Omar Mouallem is a Canadian writer and filmmaker. He has contributed to Wired, The Guardian, The New Yorker, and Rolling Stone. His essays and features have garnered him recognition from the Canadian National Magazine Awards and Alberta Literary Awards. He co-authored a book about the 2016 Fort McMurray wildfire titled Inside the Inferno: A Firefighter's Story of the Brotherhood that Saved Fort McMurray (published by Simon & Schuster Canada). His book Praying to the West: How Muslims Shaped the Americas, a travelogue centred around 13 mosques, was named one of the best books of 2021 by The Globe and Mail. It was awarded the 2022 Wilfrid Eggelston Nonfiction Award by the Alberta Literary Awards.

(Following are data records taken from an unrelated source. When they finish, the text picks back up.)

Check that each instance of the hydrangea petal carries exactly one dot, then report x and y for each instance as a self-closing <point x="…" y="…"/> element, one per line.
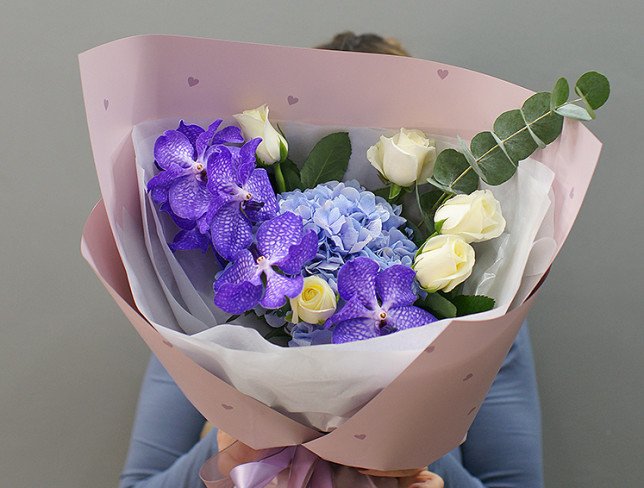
<point x="186" y="240"/>
<point x="394" y="286"/>
<point x="189" y="197"/>
<point x="259" y="186"/>
<point x="358" y="278"/>
<point x="230" y="231"/>
<point x="355" y="330"/>
<point x="205" y="138"/>
<point x="279" y="287"/>
<point x="244" y="268"/>
<point x="191" y="131"/>
<point x="237" y="298"/>
<point x="402" y="318"/>
<point x="276" y="236"/>
<point x="299" y="254"/>
<point x="173" y="147"/>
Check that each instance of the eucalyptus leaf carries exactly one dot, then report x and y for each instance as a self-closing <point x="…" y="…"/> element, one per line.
<point x="573" y="111"/>
<point x="327" y="161"/>
<point x="594" y="88"/>
<point x="452" y="173"/>
<point x="394" y="191"/>
<point x="495" y="166"/>
<point x="511" y="127"/>
<point x="560" y="93"/>
<point x="469" y="304"/>
<point x="440" y="306"/>
<point x="429" y="199"/>
<point x="544" y="123"/>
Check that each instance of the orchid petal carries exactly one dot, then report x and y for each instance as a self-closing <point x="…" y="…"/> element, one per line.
<point x="352" y="309"/>
<point x="237" y="298"/>
<point x="189" y="198"/>
<point x="243" y="268"/>
<point x="355" y="330"/>
<point x="185" y="224"/>
<point x="186" y="240"/>
<point x="279" y="287"/>
<point x="230" y="230"/>
<point x="299" y="254"/>
<point x="276" y="236"/>
<point x="402" y="318"/>
<point x="221" y="170"/>
<point x="358" y="278"/>
<point x="228" y="135"/>
<point x="259" y="186"/>
<point x="394" y="286"/>
<point x="173" y="148"/>
<point x="205" y="138"/>
<point x="191" y="131"/>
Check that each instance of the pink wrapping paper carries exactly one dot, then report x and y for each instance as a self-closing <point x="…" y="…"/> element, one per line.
<point x="151" y="77"/>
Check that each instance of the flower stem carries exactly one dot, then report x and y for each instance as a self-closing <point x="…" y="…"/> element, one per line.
<point x="279" y="177"/>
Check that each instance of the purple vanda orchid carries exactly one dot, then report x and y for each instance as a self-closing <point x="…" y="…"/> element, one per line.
<point x="376" y="302"/>
<point x="274" y="274"/>
<point x="240" y="196"/>
<point x="180" y="188"/>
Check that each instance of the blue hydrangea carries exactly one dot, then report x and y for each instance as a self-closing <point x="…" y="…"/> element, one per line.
<point x="349" y="222"/>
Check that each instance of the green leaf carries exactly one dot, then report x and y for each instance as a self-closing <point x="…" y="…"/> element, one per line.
<point x="291" y="175"/>
<point x="452" y="173"/>
<point x="573" y="111"/>
<point x="394" y="191"/>
<point x="469" y="304"/>
<point x="509" y="126"/>
<point x="440" y="306"/>
<point x="494" y="166"/>
<point x="429" y="199"/>
<point x="593" y="88"/>
<point x="559" y="94"/>
<point x="328" y="160"/>
<point x="438" y="226"/>
<point x="545" y="124"/>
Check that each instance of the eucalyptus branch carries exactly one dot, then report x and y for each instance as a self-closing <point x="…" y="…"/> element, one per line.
<point x="494" y="155"/>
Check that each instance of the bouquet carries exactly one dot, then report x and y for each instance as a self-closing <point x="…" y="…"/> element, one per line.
<point x="385" y="258"/>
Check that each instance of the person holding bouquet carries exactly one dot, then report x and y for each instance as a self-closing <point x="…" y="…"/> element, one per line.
<point x="503" y="447"/>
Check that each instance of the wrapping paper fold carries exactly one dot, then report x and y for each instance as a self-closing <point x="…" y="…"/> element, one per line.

He has won three Canadian National Magazine Awards, including best profile in 2014 for the Eighteen Bridges story, "The Kingdom of Haymour", which profiled a man who took the Canadian Embassy in Beirut hostage in the 1970s over a British Columbia land dispute. The article partially inspired the 2020 documentary film Eddy’s Kingdom, for which Mouallem was a key interviewee.

Mouallem directed and produced two documentaries, 2019's Digging in the Dirt, a CBC coproduction about a mental health crises in the Alberta oil sands workforce, and 2021's The Last Baron, a first-person film about the unlikely connection between Lebanon's civil war and the Canadian fast-food chain Burger Baron. After premiering on CBC Gem, it gained notable popularity and it was heralded as one of the "best Canadian food documentaries" by enRoute magazine. Mouallem announced that the short film would be expanded into a feature documentary retitled The Lebanese Burger Mafia and released in 2023.

In 2013, he won Edmonton's Emerging Artist Award and served as the Edmonton Public Library's writer in residence. In 2022, he was awarded an Emerging Artists Award from the Lieutenant Governor of Alberta.